Think about how you can build on what you do well and improve in areas where you don’t excel. If you hear unexpected negative feedback during your review, don’t launch into a defence right away. A good tactic is to thank your boss for their thoughts, ask for examples to illustrate their point of view, then ask for time to come back to them with a considered response.

2. Share Your Goals

Bring your strengths into the conversation at your performance review by explaining how you’d like to use them to the business’s benefit.

Tell your boss which role within the organisation you’d like to take on in the future and discuss what you think you’ll need to learn in order to get there. Perhaps you’d like to become a team leader and would like to go on a management course to help build on your strengths. Maybe you’d like to develop your computer skills so you can be your department’s IT contact. Healthy organisations invest in their employees and performance reviews are an opportunity to let the business know how they can invest in you.

3. Suggest Improvements

This is an opportunity to demonstrate your value to the organisation and make your job a bit easier at the same time. Think about the things that annoy you on a daily basis, or the last brainwave you had about how to make the workplace run more smoothly. Which processes can be changed, added or deleted?
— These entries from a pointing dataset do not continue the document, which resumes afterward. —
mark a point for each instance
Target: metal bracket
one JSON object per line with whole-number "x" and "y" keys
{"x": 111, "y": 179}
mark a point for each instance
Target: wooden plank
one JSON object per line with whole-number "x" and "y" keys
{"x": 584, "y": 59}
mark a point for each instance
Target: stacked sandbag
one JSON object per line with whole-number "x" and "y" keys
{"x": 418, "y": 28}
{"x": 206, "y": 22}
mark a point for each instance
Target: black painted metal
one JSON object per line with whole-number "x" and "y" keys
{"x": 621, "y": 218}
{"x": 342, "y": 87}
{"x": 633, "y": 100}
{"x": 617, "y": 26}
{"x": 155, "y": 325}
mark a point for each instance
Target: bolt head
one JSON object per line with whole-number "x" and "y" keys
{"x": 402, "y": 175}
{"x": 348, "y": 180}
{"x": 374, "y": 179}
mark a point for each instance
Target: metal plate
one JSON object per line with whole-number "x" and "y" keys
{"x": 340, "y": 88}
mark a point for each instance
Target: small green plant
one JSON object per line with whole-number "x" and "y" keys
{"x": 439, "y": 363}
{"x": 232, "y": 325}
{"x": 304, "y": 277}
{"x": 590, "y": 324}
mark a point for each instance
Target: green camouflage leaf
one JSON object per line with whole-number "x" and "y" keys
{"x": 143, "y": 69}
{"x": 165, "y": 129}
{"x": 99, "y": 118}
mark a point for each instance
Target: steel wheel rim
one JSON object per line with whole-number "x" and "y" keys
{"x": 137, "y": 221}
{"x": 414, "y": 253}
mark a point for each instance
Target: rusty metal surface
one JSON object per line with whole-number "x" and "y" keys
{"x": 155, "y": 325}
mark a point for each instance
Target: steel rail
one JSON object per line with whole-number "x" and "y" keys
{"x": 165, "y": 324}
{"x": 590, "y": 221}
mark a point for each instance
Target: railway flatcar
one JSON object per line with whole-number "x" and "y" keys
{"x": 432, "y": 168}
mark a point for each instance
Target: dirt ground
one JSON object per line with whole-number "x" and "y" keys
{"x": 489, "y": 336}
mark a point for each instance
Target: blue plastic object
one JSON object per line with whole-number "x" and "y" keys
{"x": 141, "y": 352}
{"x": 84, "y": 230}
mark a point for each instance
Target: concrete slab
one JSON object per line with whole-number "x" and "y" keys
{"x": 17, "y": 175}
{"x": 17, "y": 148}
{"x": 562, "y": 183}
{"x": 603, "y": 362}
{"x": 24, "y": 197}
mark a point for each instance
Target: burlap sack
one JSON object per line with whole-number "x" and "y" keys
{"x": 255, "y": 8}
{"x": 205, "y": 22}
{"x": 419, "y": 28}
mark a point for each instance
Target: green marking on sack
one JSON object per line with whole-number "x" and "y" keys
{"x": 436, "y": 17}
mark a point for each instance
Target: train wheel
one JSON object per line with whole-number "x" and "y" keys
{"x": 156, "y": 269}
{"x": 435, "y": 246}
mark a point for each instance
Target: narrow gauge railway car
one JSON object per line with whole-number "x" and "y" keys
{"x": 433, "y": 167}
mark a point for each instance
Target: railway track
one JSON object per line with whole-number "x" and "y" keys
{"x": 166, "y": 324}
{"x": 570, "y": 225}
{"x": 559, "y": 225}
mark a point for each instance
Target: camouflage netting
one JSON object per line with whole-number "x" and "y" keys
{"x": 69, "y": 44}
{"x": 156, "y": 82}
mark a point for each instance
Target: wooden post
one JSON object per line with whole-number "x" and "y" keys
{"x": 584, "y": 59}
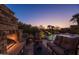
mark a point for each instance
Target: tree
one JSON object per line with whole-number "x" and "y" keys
{"x": 75, "y": 18}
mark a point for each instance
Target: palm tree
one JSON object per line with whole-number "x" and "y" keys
{"x": 75, "y": 18}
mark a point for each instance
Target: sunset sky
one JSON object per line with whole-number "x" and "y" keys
{"x": 42, "y": 14}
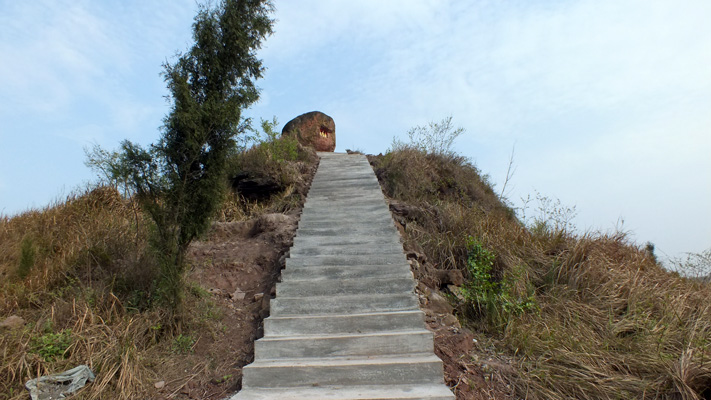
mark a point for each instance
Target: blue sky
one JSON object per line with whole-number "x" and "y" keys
{"x": 606, "y": 101}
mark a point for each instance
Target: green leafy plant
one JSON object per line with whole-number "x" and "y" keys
{"x": 27, "y": 257}
{"x": 52, "y": 346}
{"x": 183, "y": 344}
{"x": 180, "y": 181}
{"x": 434, "y": 138}
{"x": 485, "y": 296}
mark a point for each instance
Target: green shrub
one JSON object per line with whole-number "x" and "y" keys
{"x": 52, "y": 346}
{"x": 484, "y": 295}
{"x": 27, "y": 257}
{"x": 183, "y": 344}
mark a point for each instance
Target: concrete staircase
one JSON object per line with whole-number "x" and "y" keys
{"x": 345, "y": 323}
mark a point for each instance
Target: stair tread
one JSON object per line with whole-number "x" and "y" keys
{"x": 380, "y": 392}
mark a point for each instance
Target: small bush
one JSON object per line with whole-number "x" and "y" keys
{"x": 183, "y": 344}
{"x": 484, "y": 295}
{"x": 27, "y": 257}
{"x": 436, "y": 138}
{"x": 52, "y": 346}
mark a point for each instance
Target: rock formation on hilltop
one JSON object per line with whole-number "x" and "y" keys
{"x": 314, "y": 129}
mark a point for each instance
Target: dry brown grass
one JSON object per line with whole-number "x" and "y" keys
{"x": 84, "y": 268}
{"x": 89, "y": 262}
{"x": 610, "y": 323}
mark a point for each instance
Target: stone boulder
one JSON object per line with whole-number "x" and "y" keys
{"x": 314, "y": 129}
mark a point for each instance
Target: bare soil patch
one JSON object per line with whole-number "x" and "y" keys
{"x": 238, "y": 265}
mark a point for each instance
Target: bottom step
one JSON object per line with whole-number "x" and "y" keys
{"x": 390, "y": 392}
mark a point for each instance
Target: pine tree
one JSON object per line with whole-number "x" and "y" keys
{"x": 179, "y": 181}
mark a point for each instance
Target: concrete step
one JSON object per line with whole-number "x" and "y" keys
{"x": 346, "y": 323}
{"x": 346, "y": 260}
{"x": 346, "y": 224}
{"x": 338, "y": 287}
{"x": 387, "y": 392}
{"x": 354, "y": 238}
{"x": 342, "y": 304}
{"x": 344, "y": 345}
{"x": 385, "y": 229}
{"x": 356, "y": 249}
{"x": 413, "y": 369}
{"x": 322, "y": 273}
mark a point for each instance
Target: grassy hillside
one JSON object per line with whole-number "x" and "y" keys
{"x": 555, "y": 314}
{"x": 583, "y": 316}
{"x": 82, "y": 276}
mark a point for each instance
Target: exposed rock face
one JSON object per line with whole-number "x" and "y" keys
{"x": 314, "y": 129}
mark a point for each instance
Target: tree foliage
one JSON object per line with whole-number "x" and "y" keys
{"x": 179, "y": 181}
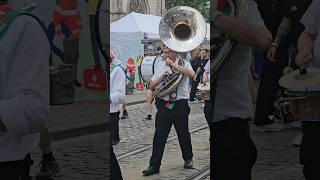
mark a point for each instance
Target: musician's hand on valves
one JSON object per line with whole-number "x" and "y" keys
{"x": 303, "y": 57}
{"x": 169, "y": 62}
{"x": 205, "y": 79}
{"x": 271, "y": 53}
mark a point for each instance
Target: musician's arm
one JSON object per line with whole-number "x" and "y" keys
{"x": 306, "y": 41}
{"x": 155, "y": 83}
{"x": 246, "y": 33}
{"x": 2, "y": 126}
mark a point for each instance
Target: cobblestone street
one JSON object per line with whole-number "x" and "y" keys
{"x": 85, "y": 156}
{"x": 135, "y": 133}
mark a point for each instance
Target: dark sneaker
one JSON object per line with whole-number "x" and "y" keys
{"x": 150, "y": 171}
{"x": 115, "y": 142}
{"x": 125, "y": 115}
{"x": 188, "y": 164}
{"x": 77, "y": 83}
{"x": 48, "y": 170}
{"x": 148, "y": 118}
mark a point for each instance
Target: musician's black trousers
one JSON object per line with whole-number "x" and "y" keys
{"x": 165, "y": 118}
{"x": 193, "y": 91}
{"x": 233, "y": 152}
{"x": 115, "y": 171}
{"x": 207, "y": 111}
{"x": 115, "y": 126}
{"x": 310, "y": 150}
{"x": 269, "y": 87}
{"x": 16, "y": 170}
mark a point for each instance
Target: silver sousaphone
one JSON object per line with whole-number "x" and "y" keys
{"x": 181, "y": 29}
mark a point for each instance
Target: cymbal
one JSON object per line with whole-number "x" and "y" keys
{"x": 294, "y": 80}
{"x": 204, "y": 87}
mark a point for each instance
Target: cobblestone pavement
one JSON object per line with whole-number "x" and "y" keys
{"x": 82, "y": 158}
{"x": 136, "y": 132}
{"x": 277, "y": 157}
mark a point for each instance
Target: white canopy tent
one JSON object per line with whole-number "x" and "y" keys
{"x": 135, "y": 26}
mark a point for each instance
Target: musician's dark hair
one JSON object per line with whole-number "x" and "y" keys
{"x": 206, "y": 50}
{"x": 3, "y": 2}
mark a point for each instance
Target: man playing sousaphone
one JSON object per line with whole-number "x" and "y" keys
{"x": 172, "y": 109}
{"x": 309, "y": 52}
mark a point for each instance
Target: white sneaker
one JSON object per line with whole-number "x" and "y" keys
{"x": 296, "y": 125}
{"x": 297, "y": 140}
{"x": 274, "y": 127}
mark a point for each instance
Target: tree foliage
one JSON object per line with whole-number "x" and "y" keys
{"x": 200, "y": 5}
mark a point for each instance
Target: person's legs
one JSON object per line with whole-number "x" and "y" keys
{"x": 49, "y": 165}
{"x": 309, "y": 151}
{"x": 234, "y": 152}
{"x": 16, "y": 170}
{"x": 149, "y": 96}
{"x": 125, "y": 114}
{"x": 115, "y": 127}
{"x": 181, "y": 124}
{"x": 163, "y": 123}
{"x": 115, "y": 171}
{"x": 194, "y": 85}
{"x": 268, "y": 88}
{"x": 71, "y": 56}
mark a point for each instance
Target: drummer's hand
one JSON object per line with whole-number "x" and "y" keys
{"x": 205, "y": 79}
{"x": 271, "y": 54}
{"x": 303, "y": 57}
{"x": 169, "y": 62}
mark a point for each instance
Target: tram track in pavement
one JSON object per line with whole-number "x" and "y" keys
{"x": 147, "y": 147}
{"x": 87, "y": 130}
{"x": 202, "y": 174}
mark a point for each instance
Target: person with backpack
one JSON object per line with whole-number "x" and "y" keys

Christopher recommends approaching your manager with a ready made solution to any problems you raise. This makes their job easier and demonstrates your initiative and commitment to the workplace.

“Think of ideas, not issues; solutions, not problems. Focus on what can be done in the future, not what hasn’t been done in the past,” he says.

4. Review Your Boss

How can your boss make your time at work easier? Giving your boss some constructive criticism could help them do their job better. However, make sure that you balance any negative feedback by telling them what they do well, in the same way that you’d hope they’d offer you a balanced review of your skills. Explain how if they improve in these areas, it’ll help the whole team function more effectively.

A common problem in some workplaces can be the inability for bosses to prioritise performance reviews and conduct them regularly or approach them as a report card rather than an opportunity to develop staff. If you’ve previously had quick, perfunctory performance reviews, outline what you would like to discuss prior to the meeting. Suggest that you would prefer to discuss performance in detail, and also your goals and future opportunities with the company.

5. Request Resources

A performance review is the perfect time to ask for any additional resources or training you need to perform your job better. To give yourself the best possible chance of success, clearly outline the potential benefits of your proposal to show how the investment is worthwhile for the company.

Similarly, if you are asking for a pay rise, show why you’re a sound investment based on your past performance and explain the value you can offer the business in the future. Note any projects that you have taken on that aren’t outlined in your job description, clearly showing your value.